ERA5 data available from the CDS disks has been pre-interpolated to a regular latitude/longitude grid appropriate for that data.
The interpolation method is based on the MIR software. For the production on the Cray HPC (1 January 1940 to 24 October 2022 inclusive) this was an early version of MIR, while for the production on ATOS (25 October 2022 onwards) this is based on the MIR version of the ECMWF MARS client. Differences between both versions are in general small, very localized and not meteorologically significant. For data on pressure levels, differences are mainly limited to the exact north and south pole (90N and 90S). For single-level data, for some fields there are differences at the poles as well, while for some other fields, there are additional sets of isolated points with differences. In both cases this represents an improvement of the interpolation software.
The article Model grid box and time step might be useful.
Surface elevation datasets used by ERA5
In order to define the surface geopotential in ERA5, the IFS uses surface elevation data interpolated from a combination of SRTM30 and other surface elevation datasets.

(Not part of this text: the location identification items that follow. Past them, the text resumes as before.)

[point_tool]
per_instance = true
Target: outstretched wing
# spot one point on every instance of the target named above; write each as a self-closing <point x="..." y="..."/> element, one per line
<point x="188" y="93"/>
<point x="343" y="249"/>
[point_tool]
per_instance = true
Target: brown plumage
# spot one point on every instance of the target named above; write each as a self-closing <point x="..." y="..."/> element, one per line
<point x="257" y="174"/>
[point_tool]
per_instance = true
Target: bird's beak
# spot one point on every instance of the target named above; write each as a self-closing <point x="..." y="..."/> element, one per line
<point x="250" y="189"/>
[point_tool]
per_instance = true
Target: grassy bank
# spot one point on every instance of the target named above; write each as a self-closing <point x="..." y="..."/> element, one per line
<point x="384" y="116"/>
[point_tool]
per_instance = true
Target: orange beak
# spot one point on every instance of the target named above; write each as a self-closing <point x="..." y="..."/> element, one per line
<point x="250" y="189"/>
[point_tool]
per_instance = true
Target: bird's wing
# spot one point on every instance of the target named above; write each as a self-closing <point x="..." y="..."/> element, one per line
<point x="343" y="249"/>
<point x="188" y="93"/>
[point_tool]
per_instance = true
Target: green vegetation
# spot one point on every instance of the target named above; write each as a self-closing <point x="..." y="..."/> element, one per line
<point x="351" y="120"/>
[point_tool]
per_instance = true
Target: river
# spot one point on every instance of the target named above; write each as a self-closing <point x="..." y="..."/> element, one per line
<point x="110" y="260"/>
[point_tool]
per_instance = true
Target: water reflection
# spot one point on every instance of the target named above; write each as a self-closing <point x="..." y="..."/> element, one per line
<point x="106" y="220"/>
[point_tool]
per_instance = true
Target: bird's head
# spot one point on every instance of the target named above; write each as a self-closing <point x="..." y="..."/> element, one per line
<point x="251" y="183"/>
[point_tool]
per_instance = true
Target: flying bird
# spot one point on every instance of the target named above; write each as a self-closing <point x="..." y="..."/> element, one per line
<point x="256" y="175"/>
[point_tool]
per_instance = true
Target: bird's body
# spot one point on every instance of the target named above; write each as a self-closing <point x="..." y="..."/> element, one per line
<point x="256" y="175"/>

For more details please see the IFS documentation, Cycle 41r2, Part IV. Physical processes, section 11.2.2 Surface elevation data at 30 arc seconds.
Spatial reference systems and Earth model
The IFS assumes that the underlying shape of the Earth is a perfect sphere, of radius 6371.229 km, with the surface elevation specified relative to that sphere. The geodetic latitude/longitude of the surface elevation datasets are used as if they were the spherical latitude/longitude of the IFS.
ERA5 data is referenced in the horizontal with respect to the WGS84 ellipse (which defines the major/minor axes) and in the vertical it is referenced to the EGM96 geoid over land but over ocean it is referenced to mean sea level, with the approximation that this is assumed to be coincident with the geoid. For more information on the relationship between mean sea level and the geoid, see for example Gregory et al. (2019).
For data in GRIB1 format the earth model is a sphere with radius = 6367.47 km (note, this is inconsistent with what is actually used in the IFS), as defined in the WMO GRIB Edition 1 specifications, Table 7, GDS Octet 17.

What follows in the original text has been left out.